There were 294 households, of which 27.6% had children under the age of 18 living with them, 41.8% were married couples living together, 10.5% had a female householder with no husband present, 4.4% had a male householder with no wife present, and 43.2% were non-families. 38.4% of all households were made up of individuals, and 22.1% had someone living alone who was 65 years of age or older. The average household size was 2.28 and the average family size was 3.00.

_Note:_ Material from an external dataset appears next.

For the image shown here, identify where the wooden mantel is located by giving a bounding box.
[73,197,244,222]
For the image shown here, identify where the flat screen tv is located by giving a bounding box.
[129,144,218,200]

The median age in the city was 43.9 years. 22.9% of residents were under the age of 18; 6.8% were between the ages of 18 and 24; 22% were from 25 to 44; 20.5% were from 45 to 64; and 27.7% were 65 years of age or older. The gender makeup of the city was 49.3% male and 50.7% female.

===2000 census===
As of the 2000 census, there were 649 people, 278 households, and 167 families living in the city. The population density was 446.7 PD/sqmi. There were 338 housing units at an average density of 232.7 /sqmi. The racial makeup of the city was 99.38% White, 0.15% Native American, 0.15% Pacific Islander, 0.15% from other races, and 0.15% from two or more races. Hispanic or Latino of any race were 2.93% of the population.

There were 278 households, out of which 30.6% had children under the age of 18 living with them, 51.8% were married couples living together, 5.4% had a female householder with no husband present, and 39.6% were non-families. 34.5% of all households were made up of individuals, and 20.5% had someone living alone who was 65 years of age or older. The average household size was 2.33 and the average family size was 3.03.

In the city, the population was spread out, with 27.7% under the age of 18, 5.2% from 18 to 24, 24.3% from 25 to 44, 21.0% from 45 to 64, and 21.7% who were 65 years of age or older. The median age was 39 years. For every 100 females, there were 89.2 males. For every 100 females age 18 and over, there were 87.6 males.

The median income for a household in the city was $35,625, and the median income for a family was $43,083. Males had a median income of $26,250 versus $20,156 for females. The per capita income for the city was $17,048. About 8.1% of families and 12.9% of the population were below the poverty line, including 16.0% of those under age 18 and 19.5% of those age 65 or over.

==Arts and culture==

===Annual cultural events===
Brooten hosts a community celebration called Bonanza Valley Days on the second weekend of July. It begins with a dance on Friday and ends with an Ice Cream Social on Sunday. Events include a bike rally, fireworks, pageant, kiddie parade, grand parade, and more.

==Education==
Belgrade–Brooten–Elrosa Elementary School is located in Brooten. The school is part of the Belgrade-Brooten-Elrosa School District—ISD #2364.

==Infrastructure==

===Transportation===
Minnesota State Highway 55 serves as a main route in the community.

The Brooten Municipal Airport is approximately one mile southeast of the city and has a paved, 3500-foot runway.